The BIDMC-BIDPO integration strategy has been building incrementally throughout the EHR initiative and continues to be developed. Major items completed to date include:
- Bidirectional lab and radiology interfaces with three local hospital systems.
- Bidirectional lab interfaces with two commercial reference lab systems.
- Master lab compendium – A singular, mapped compendium was developed. This allowed the providers to see one orderable for all applicable labs, and then make the routing determination.

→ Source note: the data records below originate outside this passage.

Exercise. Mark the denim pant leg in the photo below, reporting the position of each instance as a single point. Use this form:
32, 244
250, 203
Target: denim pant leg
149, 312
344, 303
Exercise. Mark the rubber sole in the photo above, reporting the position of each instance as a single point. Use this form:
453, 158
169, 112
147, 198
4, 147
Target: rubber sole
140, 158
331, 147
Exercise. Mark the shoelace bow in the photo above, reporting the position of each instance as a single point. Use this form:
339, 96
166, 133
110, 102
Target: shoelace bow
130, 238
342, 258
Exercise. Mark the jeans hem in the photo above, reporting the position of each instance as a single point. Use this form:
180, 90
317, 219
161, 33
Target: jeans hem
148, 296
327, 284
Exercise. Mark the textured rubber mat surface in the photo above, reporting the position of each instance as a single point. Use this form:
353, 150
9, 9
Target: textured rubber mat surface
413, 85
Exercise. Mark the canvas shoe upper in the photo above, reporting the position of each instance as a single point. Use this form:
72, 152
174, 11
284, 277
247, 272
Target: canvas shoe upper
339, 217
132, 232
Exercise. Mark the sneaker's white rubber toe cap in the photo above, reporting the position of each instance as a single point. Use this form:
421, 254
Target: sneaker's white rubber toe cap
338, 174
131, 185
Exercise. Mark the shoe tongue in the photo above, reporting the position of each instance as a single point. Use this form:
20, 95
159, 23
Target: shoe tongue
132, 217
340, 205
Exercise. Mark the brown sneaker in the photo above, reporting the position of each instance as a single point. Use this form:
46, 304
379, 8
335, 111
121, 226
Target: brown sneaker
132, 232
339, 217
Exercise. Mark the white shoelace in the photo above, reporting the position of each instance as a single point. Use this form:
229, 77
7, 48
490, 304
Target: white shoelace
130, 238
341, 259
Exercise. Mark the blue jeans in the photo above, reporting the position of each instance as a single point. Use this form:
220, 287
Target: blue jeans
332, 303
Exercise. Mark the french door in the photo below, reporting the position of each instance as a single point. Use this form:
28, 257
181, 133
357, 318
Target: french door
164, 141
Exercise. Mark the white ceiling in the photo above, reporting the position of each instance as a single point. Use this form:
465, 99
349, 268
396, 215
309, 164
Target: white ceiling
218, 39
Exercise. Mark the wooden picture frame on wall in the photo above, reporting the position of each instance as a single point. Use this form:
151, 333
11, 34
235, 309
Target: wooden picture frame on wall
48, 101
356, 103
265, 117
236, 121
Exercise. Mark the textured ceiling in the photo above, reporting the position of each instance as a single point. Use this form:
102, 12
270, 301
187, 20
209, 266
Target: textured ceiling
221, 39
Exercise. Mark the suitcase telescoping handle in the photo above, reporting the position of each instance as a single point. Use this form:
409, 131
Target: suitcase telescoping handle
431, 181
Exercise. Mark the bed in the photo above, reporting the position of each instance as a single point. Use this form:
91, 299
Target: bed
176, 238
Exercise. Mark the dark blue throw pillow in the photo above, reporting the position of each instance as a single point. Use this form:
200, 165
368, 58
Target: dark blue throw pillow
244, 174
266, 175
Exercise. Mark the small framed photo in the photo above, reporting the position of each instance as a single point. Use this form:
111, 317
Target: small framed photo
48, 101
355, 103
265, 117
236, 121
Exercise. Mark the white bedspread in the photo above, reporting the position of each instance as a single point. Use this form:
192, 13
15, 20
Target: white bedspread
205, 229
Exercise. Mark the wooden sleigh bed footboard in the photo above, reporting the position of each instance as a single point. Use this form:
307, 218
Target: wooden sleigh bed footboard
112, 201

- ED and discharge summaries (via CCD) from BIDMC are delivered as patient-assigned documents into provider-based queues within the EHR.
- “Magic button” patient record viewers from EHR to the hospital systems. This is a view-only, Web-based application that is enabled from within the EHR, retaining patient context and enabling clinicians to see data – problems, medications, allergies, labs, radiology, tests, reports and notes in the hospital. These are temporary systems and were designed as an interim solution in advance of more robust health information-exchange (HIE) model options.
- Provider to provider (P2P) is an exchange solution that allows for the sharing of patient-specific information.
Developing the model office approach at BIDMC-BIDPO enabled disparate providers to have pre-loaded, relevant content and decision-support tools to ease some of the initial paper-to-EHR transition difficulties. It allowed the implementation team to develop scalable, best-in-practice workflows and more effective training plans that helped foster a consistent and quality patient experience across different practice locations. It allowed BIDMC-BIDPO to better measure performance at all of the practices, as if they were a single integrated entity, and it provided a foundation for a longer-term interoperability strategy.